2
votes

In my use case, i am hitting the 150 value limit on an sns subscription filter policy as described in Filter policy constraints at filter policies. In total, I expect to have about 500 to 1500 values that I would like to use as inclusion criteria in my filter policy.

It appears there is a limit of one filter policy per sns subscription as well. Applying a second filter policy json via the cli set-subscription-attributes overlays the first filter policy json. Finally, it appears there is a limit of one subscription on an sns topic per subscribing resource (such as an sqs queue) per my reading of sns subscribe. Using the cli subscribe multiple times for same topic and queue, returned the same subscription arn each time.

So my only options are to add more sqs queues whenever i hit the 150 value limit, each queue getting its own subscription to the sns topic -- or come up with a different filter policy, that would be less precise in my use case, and do the additional filtering inside my subscriber app to stay below the 150 value limit.

I did not see any SO threads on this. Am I missing something or has anyone found a better way around the 150 value filter policy limit via aws cli or sdk?

Additional background info: The subscriber app is an existing prod service that produces data quality metrics on newly arriving instances of parquet datasets, which are contained in an enterprise s3 data lake and have been on-boarded for this division-level service. As part of the on-boarding of lake datasets to this service, we add them to the filter policy of our subscription to a data lake SNS topic. This topic publishes a list of dataset attributes (s3 bucket, key, dataset name, time stamp, etc) to subscribers for all puts of lake dataset instances — spanning 000s of datasets and a large number of buckets. We do not control this enterprise-level SNS topic, but can subscribe to it. Currently, our subscriber app sees one message per day, per on-boarded dataset. The subscribing app runs in an auto-scaling group that scales based on the number of messages visible in our sqs queue. It has some functionality to discard non-conforming messages. Recently, we hit the filter policy limit when we attempted to extend the service to additional datasets in the lake. I am leaning toward changing our filter policy to include only messages for puts to our divisional-level s3 buckets, then doing dataset-level filtering inside the app. Have to see how this impacts the auto-scaling.

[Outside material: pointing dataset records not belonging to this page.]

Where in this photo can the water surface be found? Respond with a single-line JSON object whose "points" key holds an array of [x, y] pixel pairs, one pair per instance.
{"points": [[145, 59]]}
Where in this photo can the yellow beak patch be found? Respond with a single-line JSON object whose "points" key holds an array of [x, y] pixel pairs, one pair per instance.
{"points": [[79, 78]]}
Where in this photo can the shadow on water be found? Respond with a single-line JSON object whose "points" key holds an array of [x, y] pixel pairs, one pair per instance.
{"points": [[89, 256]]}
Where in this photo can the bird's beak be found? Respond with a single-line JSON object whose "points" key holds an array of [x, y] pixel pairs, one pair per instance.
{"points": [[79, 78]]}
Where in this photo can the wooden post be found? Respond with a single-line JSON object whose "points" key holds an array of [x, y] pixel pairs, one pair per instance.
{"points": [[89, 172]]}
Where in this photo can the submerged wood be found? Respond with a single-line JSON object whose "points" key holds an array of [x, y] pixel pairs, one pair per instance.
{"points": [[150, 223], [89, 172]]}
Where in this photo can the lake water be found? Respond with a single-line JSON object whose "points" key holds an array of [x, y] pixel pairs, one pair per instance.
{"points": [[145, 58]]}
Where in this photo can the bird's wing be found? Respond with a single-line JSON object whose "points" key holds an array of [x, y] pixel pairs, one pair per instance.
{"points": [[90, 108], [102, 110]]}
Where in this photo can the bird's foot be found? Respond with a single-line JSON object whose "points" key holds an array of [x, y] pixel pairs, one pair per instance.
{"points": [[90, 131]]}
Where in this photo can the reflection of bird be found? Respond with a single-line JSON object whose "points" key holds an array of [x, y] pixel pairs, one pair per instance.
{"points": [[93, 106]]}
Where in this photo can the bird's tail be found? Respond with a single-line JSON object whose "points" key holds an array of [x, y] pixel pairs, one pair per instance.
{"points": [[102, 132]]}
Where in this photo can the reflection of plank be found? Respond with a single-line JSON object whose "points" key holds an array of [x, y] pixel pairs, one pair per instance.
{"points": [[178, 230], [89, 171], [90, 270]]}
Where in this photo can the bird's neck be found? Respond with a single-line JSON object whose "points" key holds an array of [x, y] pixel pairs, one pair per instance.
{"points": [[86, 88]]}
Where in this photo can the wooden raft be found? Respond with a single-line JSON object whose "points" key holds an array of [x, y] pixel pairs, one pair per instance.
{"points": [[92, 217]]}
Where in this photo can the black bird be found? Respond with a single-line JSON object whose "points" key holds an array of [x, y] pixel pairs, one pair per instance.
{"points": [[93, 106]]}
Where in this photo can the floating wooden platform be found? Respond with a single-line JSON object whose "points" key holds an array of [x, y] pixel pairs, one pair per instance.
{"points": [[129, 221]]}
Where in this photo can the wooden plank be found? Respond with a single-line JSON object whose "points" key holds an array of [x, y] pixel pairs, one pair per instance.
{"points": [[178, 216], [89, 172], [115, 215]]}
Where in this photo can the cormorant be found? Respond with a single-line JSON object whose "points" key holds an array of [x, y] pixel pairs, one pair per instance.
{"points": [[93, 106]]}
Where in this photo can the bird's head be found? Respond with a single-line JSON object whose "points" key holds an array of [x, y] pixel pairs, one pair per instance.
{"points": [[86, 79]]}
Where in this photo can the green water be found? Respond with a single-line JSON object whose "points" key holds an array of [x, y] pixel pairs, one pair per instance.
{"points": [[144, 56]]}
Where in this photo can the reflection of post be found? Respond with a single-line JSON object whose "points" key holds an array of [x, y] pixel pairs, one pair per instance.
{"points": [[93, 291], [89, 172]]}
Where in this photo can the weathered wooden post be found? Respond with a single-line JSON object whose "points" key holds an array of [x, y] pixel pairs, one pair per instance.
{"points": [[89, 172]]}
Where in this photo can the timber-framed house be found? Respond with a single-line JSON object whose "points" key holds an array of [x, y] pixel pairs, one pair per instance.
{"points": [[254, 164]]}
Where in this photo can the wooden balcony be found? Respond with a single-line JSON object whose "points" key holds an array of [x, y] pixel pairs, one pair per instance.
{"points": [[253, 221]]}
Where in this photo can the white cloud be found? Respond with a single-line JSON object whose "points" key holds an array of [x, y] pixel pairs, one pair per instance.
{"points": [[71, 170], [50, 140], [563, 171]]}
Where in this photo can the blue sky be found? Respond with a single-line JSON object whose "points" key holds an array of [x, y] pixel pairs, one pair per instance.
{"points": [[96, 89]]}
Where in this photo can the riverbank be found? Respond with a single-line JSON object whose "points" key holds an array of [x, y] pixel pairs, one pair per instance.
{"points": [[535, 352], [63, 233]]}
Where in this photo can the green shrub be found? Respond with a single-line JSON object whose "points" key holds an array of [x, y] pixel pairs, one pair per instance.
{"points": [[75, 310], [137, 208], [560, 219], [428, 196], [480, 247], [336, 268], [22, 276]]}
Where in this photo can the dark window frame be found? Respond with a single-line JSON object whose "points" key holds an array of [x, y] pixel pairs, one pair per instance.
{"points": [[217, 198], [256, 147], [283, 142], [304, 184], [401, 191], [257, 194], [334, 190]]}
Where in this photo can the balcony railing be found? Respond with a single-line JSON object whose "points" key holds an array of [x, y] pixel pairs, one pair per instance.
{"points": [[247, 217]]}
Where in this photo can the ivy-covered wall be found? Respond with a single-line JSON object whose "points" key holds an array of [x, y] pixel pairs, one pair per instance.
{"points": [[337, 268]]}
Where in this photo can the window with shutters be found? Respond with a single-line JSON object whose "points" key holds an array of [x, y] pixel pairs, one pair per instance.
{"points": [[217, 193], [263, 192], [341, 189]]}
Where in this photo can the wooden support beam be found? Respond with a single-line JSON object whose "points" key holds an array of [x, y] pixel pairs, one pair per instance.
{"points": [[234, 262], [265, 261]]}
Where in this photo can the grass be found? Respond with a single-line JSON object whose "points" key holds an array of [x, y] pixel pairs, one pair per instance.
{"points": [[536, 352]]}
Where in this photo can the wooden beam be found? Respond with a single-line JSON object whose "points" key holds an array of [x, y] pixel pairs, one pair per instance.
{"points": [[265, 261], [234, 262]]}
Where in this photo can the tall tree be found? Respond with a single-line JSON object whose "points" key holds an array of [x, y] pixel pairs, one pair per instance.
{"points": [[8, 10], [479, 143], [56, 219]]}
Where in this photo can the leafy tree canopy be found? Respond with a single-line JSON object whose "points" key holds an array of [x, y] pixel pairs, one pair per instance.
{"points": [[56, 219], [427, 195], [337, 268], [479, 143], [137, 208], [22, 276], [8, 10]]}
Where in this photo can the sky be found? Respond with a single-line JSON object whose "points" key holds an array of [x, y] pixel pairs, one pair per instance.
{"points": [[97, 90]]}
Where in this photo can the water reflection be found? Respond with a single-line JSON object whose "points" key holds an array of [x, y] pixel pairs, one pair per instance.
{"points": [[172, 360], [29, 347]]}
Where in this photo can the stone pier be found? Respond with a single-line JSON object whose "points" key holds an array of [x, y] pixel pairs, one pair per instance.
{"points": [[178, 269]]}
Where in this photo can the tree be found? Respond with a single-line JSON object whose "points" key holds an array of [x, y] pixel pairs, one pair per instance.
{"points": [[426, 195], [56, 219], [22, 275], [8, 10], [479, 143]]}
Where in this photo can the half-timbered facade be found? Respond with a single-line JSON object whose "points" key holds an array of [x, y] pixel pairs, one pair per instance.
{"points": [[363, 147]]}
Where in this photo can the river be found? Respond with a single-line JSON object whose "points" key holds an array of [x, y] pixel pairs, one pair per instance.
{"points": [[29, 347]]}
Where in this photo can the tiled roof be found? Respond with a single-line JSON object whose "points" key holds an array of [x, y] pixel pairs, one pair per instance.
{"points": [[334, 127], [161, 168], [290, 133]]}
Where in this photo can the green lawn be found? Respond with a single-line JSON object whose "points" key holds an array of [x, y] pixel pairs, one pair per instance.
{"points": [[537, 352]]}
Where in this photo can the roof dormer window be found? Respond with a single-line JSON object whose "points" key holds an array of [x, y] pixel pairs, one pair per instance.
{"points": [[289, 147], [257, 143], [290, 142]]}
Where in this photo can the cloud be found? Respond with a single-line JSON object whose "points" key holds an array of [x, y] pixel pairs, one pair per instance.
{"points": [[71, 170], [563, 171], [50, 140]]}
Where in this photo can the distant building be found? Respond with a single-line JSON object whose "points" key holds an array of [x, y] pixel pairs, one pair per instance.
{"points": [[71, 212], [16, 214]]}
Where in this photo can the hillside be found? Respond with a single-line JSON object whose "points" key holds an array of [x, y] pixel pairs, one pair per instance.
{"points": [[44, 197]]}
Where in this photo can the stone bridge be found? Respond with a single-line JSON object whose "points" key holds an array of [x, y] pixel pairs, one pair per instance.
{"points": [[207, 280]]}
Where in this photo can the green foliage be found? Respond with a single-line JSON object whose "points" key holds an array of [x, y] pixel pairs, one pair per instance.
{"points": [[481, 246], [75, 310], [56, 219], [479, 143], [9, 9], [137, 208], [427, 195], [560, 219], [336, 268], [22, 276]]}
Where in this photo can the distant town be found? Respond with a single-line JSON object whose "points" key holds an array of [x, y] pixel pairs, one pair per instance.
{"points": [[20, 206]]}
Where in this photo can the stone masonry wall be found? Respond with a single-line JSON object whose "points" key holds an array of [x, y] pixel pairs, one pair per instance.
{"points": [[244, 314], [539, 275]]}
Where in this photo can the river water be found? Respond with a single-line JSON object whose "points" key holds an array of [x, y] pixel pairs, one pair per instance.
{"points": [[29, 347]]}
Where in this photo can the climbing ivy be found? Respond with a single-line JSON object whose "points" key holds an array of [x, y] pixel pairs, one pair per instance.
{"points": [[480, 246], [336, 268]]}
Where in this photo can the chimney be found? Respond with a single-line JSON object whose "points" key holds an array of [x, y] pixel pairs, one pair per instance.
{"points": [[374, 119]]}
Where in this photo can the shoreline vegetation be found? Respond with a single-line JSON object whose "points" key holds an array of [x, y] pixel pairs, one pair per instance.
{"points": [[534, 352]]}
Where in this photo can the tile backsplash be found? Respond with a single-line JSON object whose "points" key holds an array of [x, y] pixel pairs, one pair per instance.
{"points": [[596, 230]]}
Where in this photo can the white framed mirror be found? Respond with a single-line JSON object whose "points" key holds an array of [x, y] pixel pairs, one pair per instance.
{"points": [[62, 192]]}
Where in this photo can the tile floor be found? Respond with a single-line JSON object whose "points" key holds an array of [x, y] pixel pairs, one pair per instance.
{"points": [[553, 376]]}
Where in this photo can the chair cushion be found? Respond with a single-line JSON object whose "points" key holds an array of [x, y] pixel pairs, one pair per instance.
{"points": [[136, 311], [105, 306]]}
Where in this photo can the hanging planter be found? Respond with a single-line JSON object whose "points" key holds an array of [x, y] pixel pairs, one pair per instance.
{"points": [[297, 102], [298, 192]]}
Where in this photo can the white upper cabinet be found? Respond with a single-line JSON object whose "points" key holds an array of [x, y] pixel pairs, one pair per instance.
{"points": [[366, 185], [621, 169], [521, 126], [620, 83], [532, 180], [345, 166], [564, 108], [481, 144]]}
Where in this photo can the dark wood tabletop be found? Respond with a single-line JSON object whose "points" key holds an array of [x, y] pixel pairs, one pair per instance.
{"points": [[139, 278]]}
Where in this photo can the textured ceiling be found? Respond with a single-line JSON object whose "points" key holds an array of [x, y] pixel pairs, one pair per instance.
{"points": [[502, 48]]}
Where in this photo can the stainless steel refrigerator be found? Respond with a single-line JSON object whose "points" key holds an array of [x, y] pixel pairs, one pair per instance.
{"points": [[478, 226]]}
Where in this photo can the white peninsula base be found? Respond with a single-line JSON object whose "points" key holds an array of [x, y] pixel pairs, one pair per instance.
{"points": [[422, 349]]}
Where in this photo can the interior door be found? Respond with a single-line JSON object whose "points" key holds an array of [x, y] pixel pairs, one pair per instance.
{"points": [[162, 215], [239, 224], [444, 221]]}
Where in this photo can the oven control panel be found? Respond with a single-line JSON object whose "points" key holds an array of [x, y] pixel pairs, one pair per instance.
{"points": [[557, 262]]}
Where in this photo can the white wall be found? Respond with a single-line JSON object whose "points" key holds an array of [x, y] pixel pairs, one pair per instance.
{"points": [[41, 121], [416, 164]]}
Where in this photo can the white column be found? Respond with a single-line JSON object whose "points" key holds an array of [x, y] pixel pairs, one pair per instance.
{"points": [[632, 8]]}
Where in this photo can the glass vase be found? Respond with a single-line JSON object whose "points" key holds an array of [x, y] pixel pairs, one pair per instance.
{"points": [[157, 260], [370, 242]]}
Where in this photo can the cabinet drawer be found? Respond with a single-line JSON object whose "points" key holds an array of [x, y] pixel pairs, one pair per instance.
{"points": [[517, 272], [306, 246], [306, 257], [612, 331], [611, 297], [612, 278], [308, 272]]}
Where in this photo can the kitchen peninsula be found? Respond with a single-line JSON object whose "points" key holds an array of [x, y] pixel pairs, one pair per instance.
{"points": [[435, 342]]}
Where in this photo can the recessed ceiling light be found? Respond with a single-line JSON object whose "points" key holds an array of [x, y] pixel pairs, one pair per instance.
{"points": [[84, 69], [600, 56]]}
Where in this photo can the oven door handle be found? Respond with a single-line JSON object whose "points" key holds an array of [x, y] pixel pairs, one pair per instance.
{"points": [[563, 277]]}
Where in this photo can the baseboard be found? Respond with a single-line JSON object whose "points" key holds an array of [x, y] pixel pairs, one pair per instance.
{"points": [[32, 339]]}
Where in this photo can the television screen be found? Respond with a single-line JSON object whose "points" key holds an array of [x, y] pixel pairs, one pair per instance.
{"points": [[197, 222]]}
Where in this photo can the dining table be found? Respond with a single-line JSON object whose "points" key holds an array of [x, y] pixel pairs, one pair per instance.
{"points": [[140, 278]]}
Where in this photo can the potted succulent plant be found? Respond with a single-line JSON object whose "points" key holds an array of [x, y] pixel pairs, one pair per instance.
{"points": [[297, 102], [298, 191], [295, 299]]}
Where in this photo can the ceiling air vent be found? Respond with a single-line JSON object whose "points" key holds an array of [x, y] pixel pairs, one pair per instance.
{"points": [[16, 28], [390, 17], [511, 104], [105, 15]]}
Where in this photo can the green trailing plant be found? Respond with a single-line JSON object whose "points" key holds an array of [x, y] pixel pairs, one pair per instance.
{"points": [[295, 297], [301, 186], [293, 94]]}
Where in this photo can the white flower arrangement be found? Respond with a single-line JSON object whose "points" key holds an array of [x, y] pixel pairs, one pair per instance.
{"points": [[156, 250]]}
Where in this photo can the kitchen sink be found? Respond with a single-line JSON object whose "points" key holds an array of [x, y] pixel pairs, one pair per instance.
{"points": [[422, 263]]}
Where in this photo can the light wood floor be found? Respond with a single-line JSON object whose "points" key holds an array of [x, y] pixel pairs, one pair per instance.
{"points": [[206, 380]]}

SUBSCRIPTION_ARN=`aws sns --profile myProfile subscribe --topic-arn arn:aws:sns:us-east-1:123456789012:mySNS --protocol sqs --notification-endpoint arn:aws:sqs:us-east-1:999999999999:mySQS --return-subscription-arn` 
aws sns --profile myProfile set-subscription-attributes --subscription-arn $SUBSCRIPTION_ARN --attribute-name FilterPolicy --attribute-value file:///myUser/github/repo/filter_policy1.json

where filter_policy1.json is limited to 150 dataset values and takes the form:

{
    "dataset": [
      "datasetname_1",
      "datasetname_5",
      "datasetname_256"
    ],
    "_SUCCESS": [
      "True"
    ]
}
1
What is your use-case that requires so many filters? Can you explain what you are wanting to achieve, without specifically referring to how you want to achieve it? For example, are you wanting to send messages to large groups of users, or individual users? How often are you sending these messages? What subscription types are they (app, SMS)? Please edit your question to add these details rather than replying in a comment.John Rotenstein
@JohnRotenstein - I added some additional context - hoping it is helpful for a responseBilboC

1 Answers

2
votes

Just to close this off for now...

Current:

SNS Topic => SQS Subscriber (150 value limit)

Solution: we decided to insert multiple lambda subscribers between the SNS Topic and SQS; each lambda runs identical code to write subscribed sns events to our SQS; not great, but allows our app to support several hundred datasets and stay with existing app architecture until we need something more scalable

SNS Topic => lambda1 Subscriber (1st 150 datasets) => SQS
SNS Topic => lambda2 Subscriber (2nd 150 datasets) => SQS
...